Ces quatre points essentiels de l'accord n'ont pas connu la réussite attendue.
- L'impunité, au final, pour absoudre les producteurs de violence et les personnes ayant détourné les fonds d'indemnisation des expropriations de terres. On a assisté et déploré la récurrente réhabilitation des fossoyeurs de l'économie guinéenne, des deniers publics, des services publics et des criminels de sang, des violeurs par le pouvoir actuel. Par ailleurs, l'impunité est favorisée par le laxisme du système judiciaire guinéen corrompu qui est manifeste et récurrent.
Conclusion : Des remèdes pour conjurer le mal guinéen
Toutes les violences d'où qu'elles viennent sont condamnables.
Les préfets de Siguiri et de N'Zérékoré, Aboubacar Sidiki Kaba et Hassan Sanoussi Camara, auraient été démis de leurs fonctions le lundi 13 août par un décret du président de la République.
D'autres sanctions politiques, administratives et judiciaires devraient suivre pour lutter contre l'impunité et exorciser les frustrations des victimes. Pour cela, la mise en place d’une commission d’enquête indépendante est indispensable, ainsi qu'une justice non corrompue et non assujettie au pouvoir politique.
Il faut assurer, prôner le respect de la loi et de l’ordre public, l’apaisement et la cohabitation pacifique avec toutes les personnes et les sociétés qui investissent en Guinée.
Privilégier, dans toutes les crises, la concertation, la négociation et le dialogue qui est une vertu cardinale que tous les acteurs politiques, économiques, sociaux doivent s'approprier.
Parachever la réforme du secteur de la sécurité qui est la matrice de tous les maux de la société.
Favoriser l’implication des représentants des populations riveraines de sites miniers dans la négociation et la conclusion de contrats miniers concernant leurs localités pour qu'au final elles puissent bénéficier de l’exploitation de leurs sol et sous-sol.

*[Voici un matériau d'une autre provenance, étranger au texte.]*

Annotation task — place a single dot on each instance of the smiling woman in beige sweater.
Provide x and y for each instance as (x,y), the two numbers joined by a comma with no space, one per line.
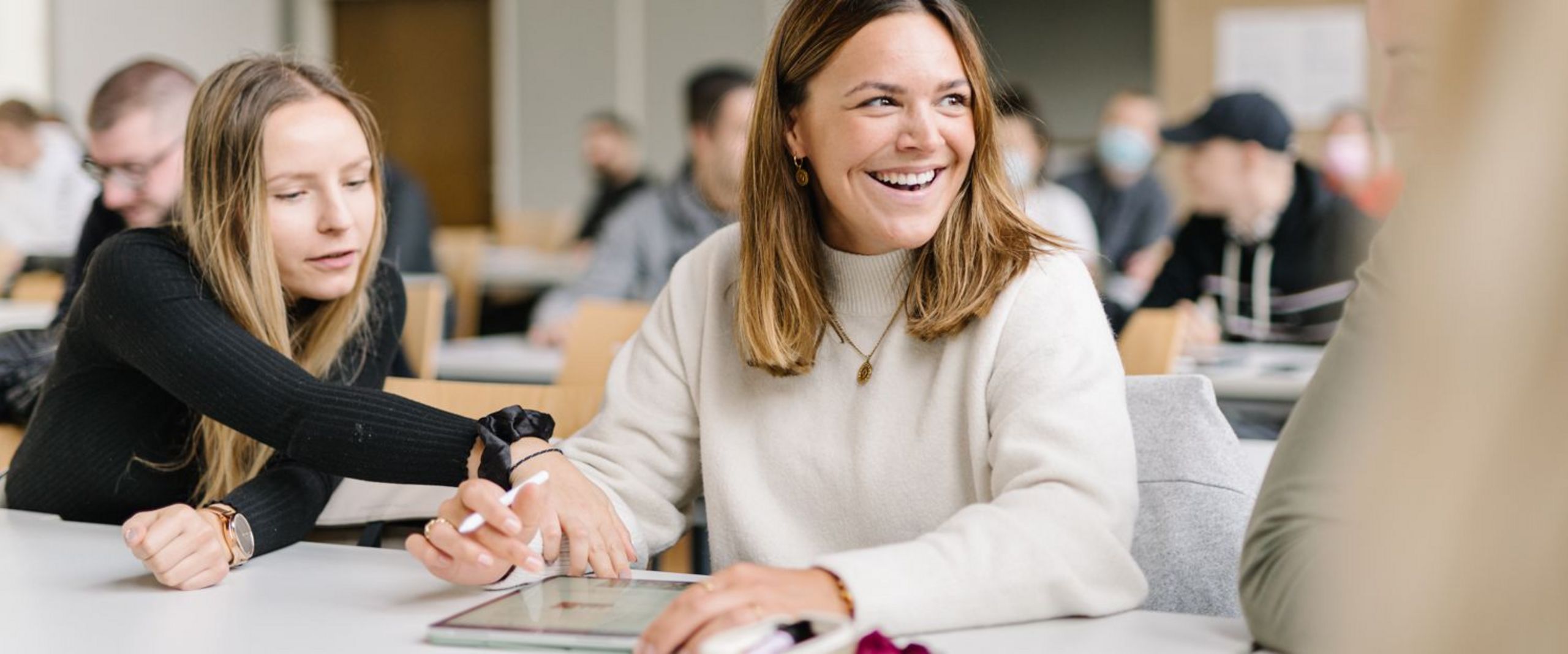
(899,396)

Cependant, il ne faut plus privilégier le tout minier au détriment du secteur agricole qui peut créer plus d'emplois et de richesses. Quel est l'impact, l'apport actuel du secteur minier notamment pour l'éducation, la santé, les services publics, les transports, les communications ?
Personne ne doit contester l'autorité de l'Etat, mais un Etat impartial jouant pleinement son rôle de régulateur social, de redistributeur au profit de tous les enfants de le Guinée sans distinction de race, d'ethnie, de religion.
Des remèdes à nos fléaux existent et ne résident pas notamment dans une indignation sélective, irrationnelle, partisane des « fils du terroir », d'une localité. Chaque fois qu'un Guinéen sera victime d'une injustice quelconque ou d'une violence, tous les Guinéens devraient se sentir concernés, partie prenante et réagir en tant que républicain guinéen. Car notre destin est commun, entrelacé.
Que Dieu préserve la Guinée!
Nabbie Ibrahim « Baby » Soumah Juriste et anthropologue guinéen
« La répression est à la dictature ce que la propagande est à la démocratie » disait le scientifique ethnologue et écrivain français Paul-Emile Victor (1907-1995).